OK, many of you know that we are on a seriously limited budget right now. Money is more than tight for us. Today, I ran out of laundry soap. My question is this. Do I spend the nearly 10 dollars needed to get all the stuff to make my own, which will last me nearly 3 months. OR, do I spend 2.50 on a bottle that will last me about a week and wait a bit longer for the switch? I'm already using vinegar instead of fabric softener. (not all that impressed with the results, but sticking with it) My total budget for groceries this week for 6 people is about 40 dollars. My total budget for household expenses is about 20, and that has to include dog and cat food. (the cats are going)


----------



## lickcreek (Apr 7, 2006)

Ninn, is that your budget for the week? If so, I know it would run you short this week, but I'd be tempted to go ahead and get all the laundry soap stuff and start using it. That expense now will make the next weeks budget lighter. If you go through $2.50 in store bought liquid a week, you're going to have spent that $10 within a month, and still be spending another $10 next month. I know it's a tough call.

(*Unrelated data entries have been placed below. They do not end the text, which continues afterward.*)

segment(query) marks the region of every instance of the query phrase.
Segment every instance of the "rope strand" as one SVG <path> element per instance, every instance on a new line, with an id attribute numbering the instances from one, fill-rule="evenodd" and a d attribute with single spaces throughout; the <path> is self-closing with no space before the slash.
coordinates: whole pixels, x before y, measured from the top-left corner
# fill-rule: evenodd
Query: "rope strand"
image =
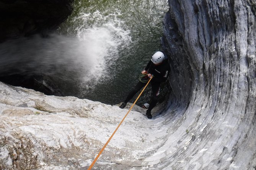
<path id="1" fill-rule="evenodd" d="M 144 87 L 144 88 L 143 88 L 143 90 L 142 90 L 141 91 L 141 92 L 140 93 L 140 95 L 139 95 L 139 96 L 138 96 L 137 98 L 136 99 L 135 101 L 134 101 L 134 102 L 133 103 L 133 104 L 132 104 L 132 105 L 131 106 L 130 108 L 130 109 L 129 109 L 128 111 L 127 112 L 127 113 L 126 113 L 126 115 L 124 116 L 124 117 L 123 118 L 122 120 L 121 121 L 120 123 L 119 123 L 119 124 L 117 126 L 117 127 L 116 128 L 116 129 L 115 131 L 114 132 L 113 132 L 113 133 L 112 134 L 112 135 L 111 135 L 111 136 L 110 136 L 110 137 L 108 139 L 108 141 L 107 141 L 107 142 L 106 143 L 105 145 L 103 147 L 102 149 L 101 149 L 101 150 L 100 151 L 99 151 L 99 154 L 98 154 L 98 155 L 96 157 L 95 159 L 94 159 L 94 160 L 93 161 L 93 163 L 91 163 L 91 164 L 89 167 L 88 170 L 90 170 L 91 169 L 91 168 L 92 168 L 92 167 L 93 166 L 93 165 L 94 165 L 94 164 L 96 162 L 96 161 L 98 159 L 98 158 L 99 158 L 99 157 L 100 155 L 101 154 L 101 153 L 102 153 L 102 152 L 103 152 L 103 151 L 104 150 L 106 147 L 107 146 L 107 145 L 108 145 L 108 143 L 110 141 L 110 140 L 111 140 L 111 139 L 112 138 L 112 137 L 113 137 L 114 135 L 115 134 L 115 133 L 116 133 L 116 132 L 117 130 L 117 129 L 118 129 L 118 128 L 119 128 L 119 127 L 121 125 L 121 124 L 123 122 L 124 122 L 124 119 L 126 118 L 126 116 L 127 116 L 127 115 L 128 115 L 128 114 L 129 113 L 129 112 L 130 112 L 130 110 L 132 109 L 132 108 L 133 106 L 134 106 L 134 105 L 135 105 L 135 103 L 136 103 L 137 102 L 137 101 L 138 100 L 139 98 L 140 98 L 140 96 L 142 94 L 142 92 L 143 92 L 143 91 L 144 91 L 144 90 L 145 90 L 145 88 L 146 88 L 146 87 L 147 87 L 149 83 L 149 82 L 150 81 L 150 80 L 151 80 L 151 79 L 152 79 L 152 78 L 153 78 L 153 77 L 151 77 L 150 78 L 150 79 L 148 80 L 148 83 L 147 83 L 147 84 L 145 86 L 145 87 Z"/>

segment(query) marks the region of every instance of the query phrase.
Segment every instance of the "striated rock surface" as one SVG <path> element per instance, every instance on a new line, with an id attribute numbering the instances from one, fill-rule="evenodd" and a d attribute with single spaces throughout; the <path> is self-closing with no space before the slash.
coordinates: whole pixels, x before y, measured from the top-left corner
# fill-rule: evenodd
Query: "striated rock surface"
<path id="1" fill-rule="evenodd" d="M 167 107 L 135 108 L 95 169 L 255 169 L 256 3 L 169 3 Z M 87 169 L 127 111 L 0 83 L 0 169 Z"/>
<path id="2" fill-rule="evenodd" d="M 255 2 L 169 3 L 162 40 L 171 58 L 171 101 L 185 111 L 171 119 L 179 125 L 169 138 L 180 136 L 170 148 L 184 148 L 165 157 L 166 167 L 255 169 Z M 179 135 L 185 129 L 190 140 Z"/>

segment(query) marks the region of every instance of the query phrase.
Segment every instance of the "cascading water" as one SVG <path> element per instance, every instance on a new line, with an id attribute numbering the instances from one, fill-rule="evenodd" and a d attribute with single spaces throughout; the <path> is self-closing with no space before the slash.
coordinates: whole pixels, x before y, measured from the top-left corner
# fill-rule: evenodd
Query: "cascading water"
<path id="1" fill-rule="evenodd" d="M 0 44 L 0 80 L 47 94 L 118 103 L 160 49 L 167 9 L 165 0 L 75 1 L 56 33 Z"/>

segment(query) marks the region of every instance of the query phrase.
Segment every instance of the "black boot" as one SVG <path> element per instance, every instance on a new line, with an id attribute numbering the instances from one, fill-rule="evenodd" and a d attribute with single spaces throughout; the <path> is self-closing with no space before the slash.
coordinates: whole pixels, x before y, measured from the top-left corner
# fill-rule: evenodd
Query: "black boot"
<path id="1" fill-rule="evenodd" d="M 148 117 L 148 118 L 151 119 L 152 119 L 152 115 L 151 114 L 151 111 L 148 109 L 147 110 L 147 112 L 146 112 L 146 115 L 147 117 Z"/>
<path id="2" fill-rule="evenodd" d="M 122 104 L 121 104 L 121 105 L 119 106 L 119 107 L 121 108 L 121 109 L 124 109 L 126 107 L 126 104 L 127 104 L 127 103 L 123 102 L 123 103 L 122 103 Z"/>

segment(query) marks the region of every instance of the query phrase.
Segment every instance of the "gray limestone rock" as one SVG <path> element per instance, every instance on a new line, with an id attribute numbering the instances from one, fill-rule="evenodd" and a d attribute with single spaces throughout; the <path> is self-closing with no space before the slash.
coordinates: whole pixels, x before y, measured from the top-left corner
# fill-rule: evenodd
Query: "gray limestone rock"
<path id="1" fill-rule="evenodd" d="M 194 138 L 165 167 L 255 169 L 255 1 L 169 3 L 162 43 L 173 71 L 171 107 L 184 111 L 177 128 Z"/>

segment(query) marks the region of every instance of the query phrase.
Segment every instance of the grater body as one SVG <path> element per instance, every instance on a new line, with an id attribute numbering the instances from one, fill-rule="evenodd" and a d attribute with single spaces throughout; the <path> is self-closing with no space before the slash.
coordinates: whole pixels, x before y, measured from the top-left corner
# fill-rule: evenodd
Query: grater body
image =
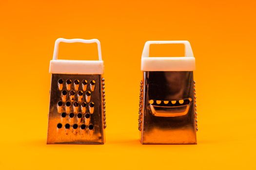
<path id="1" fill-rule="evenodd" d="M 138 119 L 142 144 L 197 144 L 194 90 L 193 71 L 143 72 Z"/>
<path id="2" fill-rule="evenodd" d="M 104 143 L 104 80 L 101 74 L 52 74 L 47 144 Z"/>

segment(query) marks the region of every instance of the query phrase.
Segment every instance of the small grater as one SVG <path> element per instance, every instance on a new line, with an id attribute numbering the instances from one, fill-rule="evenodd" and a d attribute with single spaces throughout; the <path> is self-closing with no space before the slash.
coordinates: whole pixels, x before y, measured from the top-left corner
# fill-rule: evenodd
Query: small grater
<path id="1" fill-rule="evenodd" d="M 185 57 L 149 57 L 152 44 L 183 44 Z M 197 144 L 195 60 L 187 41 L 150 41 L 141 57 L 138 130 L 143 144 Z"/>
<path id="2" fill-rule="evenodd" d="M 96 43 L 99 60 L 58 60 L 61 42 Z M 50 63 L 52 79 L 47 144 L 104 144 L 106 125 L 103 69 L 98 39 L 56 41 Z"/>

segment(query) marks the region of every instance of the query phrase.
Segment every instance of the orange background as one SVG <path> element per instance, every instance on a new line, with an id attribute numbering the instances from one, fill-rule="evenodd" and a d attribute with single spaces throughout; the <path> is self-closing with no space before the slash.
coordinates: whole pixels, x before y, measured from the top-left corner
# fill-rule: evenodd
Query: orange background
<path id="1" fill-rule="evenodd" d="M 254 0 L 1 0 L 0 169 L 256 169 L 256 10 Z M 104 145 L 46 145 L 59 37 L 101 42 Z M 197 145 L 138 139 L 141 54 L 147 40 L 188 40 L 194 51 Z M 183 52 L 157 46 L 151 55 Z M 96 59 L 96 45 L 61 43 L 59 54 Z"/>

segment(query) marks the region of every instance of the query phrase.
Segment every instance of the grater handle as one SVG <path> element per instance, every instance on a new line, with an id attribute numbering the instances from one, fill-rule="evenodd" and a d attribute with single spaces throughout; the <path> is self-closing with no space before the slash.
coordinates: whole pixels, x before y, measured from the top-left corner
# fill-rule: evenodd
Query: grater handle
<path id="1" fill-rule="evenodd" d="M 80 38 L 74 38 L 74 39 L 65 39 L 62 38 L 59 38 L 55 41 L 55 45 L 54 46 L 54 51 L 53 52 L 53 60 L 56 60 L 58 59 L 58 54 L 59 51 L 59 45 L 60 42 L 63 42 L 67 43 L 97 43 L 98 48 L 98 60 L 102 61 L 101 58 L 101 50 L 100 48 L 100 42 L 97 39 L 83 39 Z"/>
<path id="2" fill-rule="evenodd" d="M 145 43 L 141 57 L 149 57 L 149 46 L 151 44 L 183 44 L 185 45 L 185 57 L 194 57 L 190 43 L 188 41 L 148 41 Z"/>

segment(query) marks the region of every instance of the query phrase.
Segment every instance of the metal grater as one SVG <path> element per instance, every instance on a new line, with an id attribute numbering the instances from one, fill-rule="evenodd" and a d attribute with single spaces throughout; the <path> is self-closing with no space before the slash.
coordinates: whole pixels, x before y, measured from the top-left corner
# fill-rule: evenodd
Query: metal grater
<path id="1" fill-rule="evenodd" d="M 60 42 L 96 43 L 99 60 L 58 60 Z M 49 72 L 52 80 L 47 144 L 104 144 L 105 82 L 99 41 L 58 39 Z"/>
<path id="2" fill-rule="evenodd" d="M 183 44 L 184 57 L 149 57 L 152 44 Z M 141 57 L 138 130 L 143 144 L 197 144 L 195 60 L 187 41 L 150 41 Z"/>

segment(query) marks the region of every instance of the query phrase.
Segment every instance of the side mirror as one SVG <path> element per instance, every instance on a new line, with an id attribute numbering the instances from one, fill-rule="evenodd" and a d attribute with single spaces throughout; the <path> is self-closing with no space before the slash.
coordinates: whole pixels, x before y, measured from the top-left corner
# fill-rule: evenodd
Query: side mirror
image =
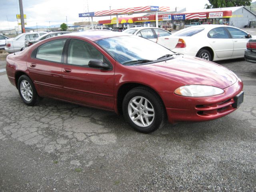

If you don't want to do that, could you go ahead and buy the $2.50 soap to get you through this week and maybe one of the ingredients (say the washing soda) for the homemade soap. Then next week pick up another ingredient (the borax). You could still do your wash, and be working your way to the cheaper solution.

I'm no expert, these are only suggestions!


----------



## Karen (Apr 17, 2002)

I would bite the bullet and get it all so you can make the next couple month's budget easier; plus you have the benefit of having the next 3 months supply right there. 

You know how it often goes; you put it off planning to get it next week, but then something else comes up, etc.  This way, you got it, and it's one less thing to worry about. Even if you have to eat boxed macaroni and cheese 2 or 3 times this week. It's difficult now, but it will be worth it when next week (and the next 3 months) comes around. :goodjob:

When we're working with super tight budgets, you gotta do whatever you have to do to stay on pace so you're not fighting that constantly behind syndrome. I'm sure many of us can relate! :duel:


----------



## Guest (Apr 14, 2008)

I've heard the phrase "It's expensive to be poor".

I would either go ahead and get the $10 worth of supplies, or if that made my family go hungry for the next week, I think I would start buying the soap ingredients a little at a time until I had enough to start making the soap.


----------